Hi @BenLeong
Thanks for chiming in, I appreciate the idea of educating authors in SEO very much and I understand it needs to be somewhat on topic. I am sure the Envato staff here is doing their very best to help out authors and that’s great. Still I agree with @MartijndeBont and we all know that the Elements banner itself, is what really is permanently off topic at our market item pages and it’s clearly the elephant in the room in every topic where the intention is to make authors drive more traffic to their item pages.
From the perspective of the Envato CEO and top managers, I get it, recurring revenue is a great upsell.
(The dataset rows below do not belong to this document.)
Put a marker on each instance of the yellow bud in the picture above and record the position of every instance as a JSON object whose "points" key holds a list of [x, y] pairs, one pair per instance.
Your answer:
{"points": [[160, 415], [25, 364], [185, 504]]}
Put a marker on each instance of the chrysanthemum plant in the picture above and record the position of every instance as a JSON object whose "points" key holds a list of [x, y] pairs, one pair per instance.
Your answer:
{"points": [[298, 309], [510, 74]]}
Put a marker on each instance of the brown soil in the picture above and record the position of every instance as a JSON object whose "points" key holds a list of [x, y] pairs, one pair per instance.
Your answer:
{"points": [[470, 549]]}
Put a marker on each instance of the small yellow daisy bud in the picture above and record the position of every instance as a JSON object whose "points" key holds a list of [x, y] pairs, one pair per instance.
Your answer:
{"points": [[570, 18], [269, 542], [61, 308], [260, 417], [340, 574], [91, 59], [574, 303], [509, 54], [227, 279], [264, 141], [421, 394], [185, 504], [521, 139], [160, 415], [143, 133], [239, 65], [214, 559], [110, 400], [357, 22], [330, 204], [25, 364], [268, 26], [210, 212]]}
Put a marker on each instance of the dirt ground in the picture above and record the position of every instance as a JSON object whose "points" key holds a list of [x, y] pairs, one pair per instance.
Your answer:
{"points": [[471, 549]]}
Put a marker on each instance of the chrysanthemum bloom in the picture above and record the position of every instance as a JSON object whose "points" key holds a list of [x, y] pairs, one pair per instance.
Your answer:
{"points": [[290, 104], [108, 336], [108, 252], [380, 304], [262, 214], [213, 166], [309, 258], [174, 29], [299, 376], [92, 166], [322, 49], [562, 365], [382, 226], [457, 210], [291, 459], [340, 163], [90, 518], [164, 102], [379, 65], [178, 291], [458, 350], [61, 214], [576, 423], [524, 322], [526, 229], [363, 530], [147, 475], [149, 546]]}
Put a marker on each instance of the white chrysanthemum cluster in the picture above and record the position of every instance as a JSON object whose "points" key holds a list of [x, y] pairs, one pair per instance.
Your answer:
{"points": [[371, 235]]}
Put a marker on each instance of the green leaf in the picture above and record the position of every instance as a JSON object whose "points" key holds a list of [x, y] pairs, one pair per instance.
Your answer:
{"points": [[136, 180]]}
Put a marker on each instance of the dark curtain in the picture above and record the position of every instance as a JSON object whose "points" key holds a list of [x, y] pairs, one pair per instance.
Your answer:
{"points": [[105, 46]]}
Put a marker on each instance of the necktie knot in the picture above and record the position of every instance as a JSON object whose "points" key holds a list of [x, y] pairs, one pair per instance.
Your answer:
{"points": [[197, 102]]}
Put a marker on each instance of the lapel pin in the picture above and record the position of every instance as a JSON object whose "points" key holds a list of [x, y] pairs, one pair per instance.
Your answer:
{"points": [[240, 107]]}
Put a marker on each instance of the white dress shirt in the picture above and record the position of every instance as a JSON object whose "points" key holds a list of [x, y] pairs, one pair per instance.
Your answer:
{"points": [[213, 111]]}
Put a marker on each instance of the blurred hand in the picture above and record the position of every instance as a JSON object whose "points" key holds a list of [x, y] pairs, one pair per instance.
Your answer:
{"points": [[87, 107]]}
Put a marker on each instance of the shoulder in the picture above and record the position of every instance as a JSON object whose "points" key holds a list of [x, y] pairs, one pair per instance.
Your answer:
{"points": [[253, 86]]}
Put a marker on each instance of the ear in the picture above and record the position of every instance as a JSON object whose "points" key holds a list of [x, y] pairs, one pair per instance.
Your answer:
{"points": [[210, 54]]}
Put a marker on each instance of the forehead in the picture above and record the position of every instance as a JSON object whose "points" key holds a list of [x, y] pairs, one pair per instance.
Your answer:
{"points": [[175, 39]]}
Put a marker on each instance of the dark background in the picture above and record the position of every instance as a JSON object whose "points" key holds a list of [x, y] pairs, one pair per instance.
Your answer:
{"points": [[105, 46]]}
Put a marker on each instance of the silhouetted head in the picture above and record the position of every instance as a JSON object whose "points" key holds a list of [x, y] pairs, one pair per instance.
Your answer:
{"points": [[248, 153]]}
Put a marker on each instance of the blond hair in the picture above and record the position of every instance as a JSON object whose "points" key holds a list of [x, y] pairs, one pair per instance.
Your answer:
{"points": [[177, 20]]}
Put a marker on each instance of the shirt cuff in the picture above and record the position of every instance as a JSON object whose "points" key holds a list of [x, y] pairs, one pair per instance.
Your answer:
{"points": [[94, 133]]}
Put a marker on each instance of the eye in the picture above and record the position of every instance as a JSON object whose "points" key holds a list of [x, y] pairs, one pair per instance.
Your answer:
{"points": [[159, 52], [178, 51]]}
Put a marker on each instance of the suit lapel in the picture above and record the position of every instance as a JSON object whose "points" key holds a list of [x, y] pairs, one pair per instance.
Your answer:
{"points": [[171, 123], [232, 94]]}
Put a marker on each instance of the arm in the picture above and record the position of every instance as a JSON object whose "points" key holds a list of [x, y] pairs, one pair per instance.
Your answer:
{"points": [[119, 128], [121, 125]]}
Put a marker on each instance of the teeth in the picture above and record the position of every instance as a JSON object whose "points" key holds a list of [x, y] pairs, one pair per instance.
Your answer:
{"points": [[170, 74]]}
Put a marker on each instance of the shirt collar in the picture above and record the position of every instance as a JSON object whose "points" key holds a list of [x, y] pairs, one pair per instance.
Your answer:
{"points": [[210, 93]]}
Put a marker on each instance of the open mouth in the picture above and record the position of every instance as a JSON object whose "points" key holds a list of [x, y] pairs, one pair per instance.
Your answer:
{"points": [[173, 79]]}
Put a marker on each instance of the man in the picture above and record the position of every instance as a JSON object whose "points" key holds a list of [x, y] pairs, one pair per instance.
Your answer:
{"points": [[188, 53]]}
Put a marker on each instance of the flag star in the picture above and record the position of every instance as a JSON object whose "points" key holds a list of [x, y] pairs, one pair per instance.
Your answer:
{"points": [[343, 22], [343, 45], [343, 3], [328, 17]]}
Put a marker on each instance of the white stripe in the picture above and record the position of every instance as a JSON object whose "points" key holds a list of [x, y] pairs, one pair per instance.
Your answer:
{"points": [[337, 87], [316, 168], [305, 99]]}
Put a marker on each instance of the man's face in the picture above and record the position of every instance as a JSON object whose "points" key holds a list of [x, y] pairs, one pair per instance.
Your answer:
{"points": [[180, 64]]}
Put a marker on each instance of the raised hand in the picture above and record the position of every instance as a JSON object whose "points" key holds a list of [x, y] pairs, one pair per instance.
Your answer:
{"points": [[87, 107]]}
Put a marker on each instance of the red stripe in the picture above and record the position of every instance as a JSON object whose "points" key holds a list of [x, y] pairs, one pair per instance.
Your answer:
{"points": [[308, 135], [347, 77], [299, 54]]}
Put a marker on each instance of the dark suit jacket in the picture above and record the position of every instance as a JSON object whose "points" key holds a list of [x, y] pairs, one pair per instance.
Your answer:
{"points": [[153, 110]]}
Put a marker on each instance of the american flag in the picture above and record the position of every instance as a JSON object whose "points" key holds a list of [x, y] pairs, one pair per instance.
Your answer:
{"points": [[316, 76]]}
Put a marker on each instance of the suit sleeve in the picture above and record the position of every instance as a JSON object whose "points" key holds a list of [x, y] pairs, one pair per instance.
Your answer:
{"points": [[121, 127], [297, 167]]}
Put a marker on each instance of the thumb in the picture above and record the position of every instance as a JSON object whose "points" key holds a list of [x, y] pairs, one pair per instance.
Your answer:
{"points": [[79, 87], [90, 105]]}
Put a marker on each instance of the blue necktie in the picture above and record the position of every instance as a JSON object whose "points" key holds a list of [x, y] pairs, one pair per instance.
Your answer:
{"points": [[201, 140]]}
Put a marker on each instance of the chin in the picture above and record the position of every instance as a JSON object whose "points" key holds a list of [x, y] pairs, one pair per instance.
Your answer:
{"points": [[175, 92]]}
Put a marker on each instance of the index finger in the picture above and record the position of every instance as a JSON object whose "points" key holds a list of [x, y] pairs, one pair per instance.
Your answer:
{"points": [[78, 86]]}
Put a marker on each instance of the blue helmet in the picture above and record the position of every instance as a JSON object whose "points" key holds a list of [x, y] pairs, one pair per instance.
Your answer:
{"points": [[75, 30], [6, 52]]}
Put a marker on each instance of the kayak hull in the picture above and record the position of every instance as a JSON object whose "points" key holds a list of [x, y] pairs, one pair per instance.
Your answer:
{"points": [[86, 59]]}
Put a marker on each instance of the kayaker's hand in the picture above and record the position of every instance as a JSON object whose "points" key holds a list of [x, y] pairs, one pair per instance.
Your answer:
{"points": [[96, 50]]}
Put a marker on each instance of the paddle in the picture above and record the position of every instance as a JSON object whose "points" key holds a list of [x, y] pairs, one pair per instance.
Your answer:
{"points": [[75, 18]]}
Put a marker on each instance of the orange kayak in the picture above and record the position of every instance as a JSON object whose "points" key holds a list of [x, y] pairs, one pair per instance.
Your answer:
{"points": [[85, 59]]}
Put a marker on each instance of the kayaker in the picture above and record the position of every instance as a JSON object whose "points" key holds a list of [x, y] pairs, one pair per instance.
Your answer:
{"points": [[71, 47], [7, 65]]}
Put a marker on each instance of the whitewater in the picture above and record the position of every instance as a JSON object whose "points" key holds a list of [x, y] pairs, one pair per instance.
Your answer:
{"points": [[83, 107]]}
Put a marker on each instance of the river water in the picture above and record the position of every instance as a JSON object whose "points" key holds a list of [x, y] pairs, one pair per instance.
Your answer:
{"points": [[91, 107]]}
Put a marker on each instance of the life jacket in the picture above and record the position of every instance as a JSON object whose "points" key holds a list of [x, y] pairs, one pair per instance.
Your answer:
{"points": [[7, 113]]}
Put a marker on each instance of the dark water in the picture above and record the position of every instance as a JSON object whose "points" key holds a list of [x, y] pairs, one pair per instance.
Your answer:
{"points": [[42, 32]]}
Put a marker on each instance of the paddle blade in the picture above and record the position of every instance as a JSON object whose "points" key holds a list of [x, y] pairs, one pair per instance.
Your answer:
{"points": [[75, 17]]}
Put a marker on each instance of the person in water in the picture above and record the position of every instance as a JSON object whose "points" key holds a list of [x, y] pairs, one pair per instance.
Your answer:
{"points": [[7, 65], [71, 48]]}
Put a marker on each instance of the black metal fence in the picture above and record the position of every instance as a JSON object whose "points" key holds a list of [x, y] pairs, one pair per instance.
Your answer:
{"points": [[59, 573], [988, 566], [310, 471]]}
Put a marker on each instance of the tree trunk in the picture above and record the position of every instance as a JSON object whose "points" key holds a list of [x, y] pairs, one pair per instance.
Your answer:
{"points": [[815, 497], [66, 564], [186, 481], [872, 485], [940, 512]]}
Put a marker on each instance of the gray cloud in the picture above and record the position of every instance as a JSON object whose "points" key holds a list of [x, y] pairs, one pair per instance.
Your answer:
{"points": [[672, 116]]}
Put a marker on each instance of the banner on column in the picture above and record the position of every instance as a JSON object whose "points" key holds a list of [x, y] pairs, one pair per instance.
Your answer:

But let’s not forget that for the common up and coming business minded author on the market, the banner is a huge downsell, and for most of us, a huge downsell to a competing market. Therefore the incentive to drive traffic to the market diminishes with such an aggressive advertising. I can only speak for myself, and as a non exclusive author it has sadly been a no brainer to remove all my external links to my AJ item page and redirect them to other sites.
We don’t even have the possibility to have a clean direct banner free link to our item pages at this moment, which is simply unacceptable for any author who wants to have a minimum control over their marketing efforts. If not done already, please communicate this author feedback upwards in the system. I am sure it should be in the interest of everybody that authors wants to drive traffic to their item pages.
As for the duplicate keyword issue, sorry if I am being overly pessimistic here but I don’t see how a policy change can fix this issue at all. In fact I am worried it might ironically increase the problem, spreading the word about this. There are simply to many examples of policies that are not being respected at the market and not enough resources to address all of this as far as my impression goes. Maybe it could help the situation to some degree if a strict reaction to authors who do this is executed, like 90 days blocked upload rights or something. But then again, still lots of resources would have to be used at this.
It is my impression that the search engine is sort of a house of cards and I do understand that developers needs to progress carefully, a task I don’t envy them. Still I think the only solution at the end of the day is to make it happen so the search engine does not reward this behaviour. Treating the cause instead of the symptoms would probably save us all a lot of time here.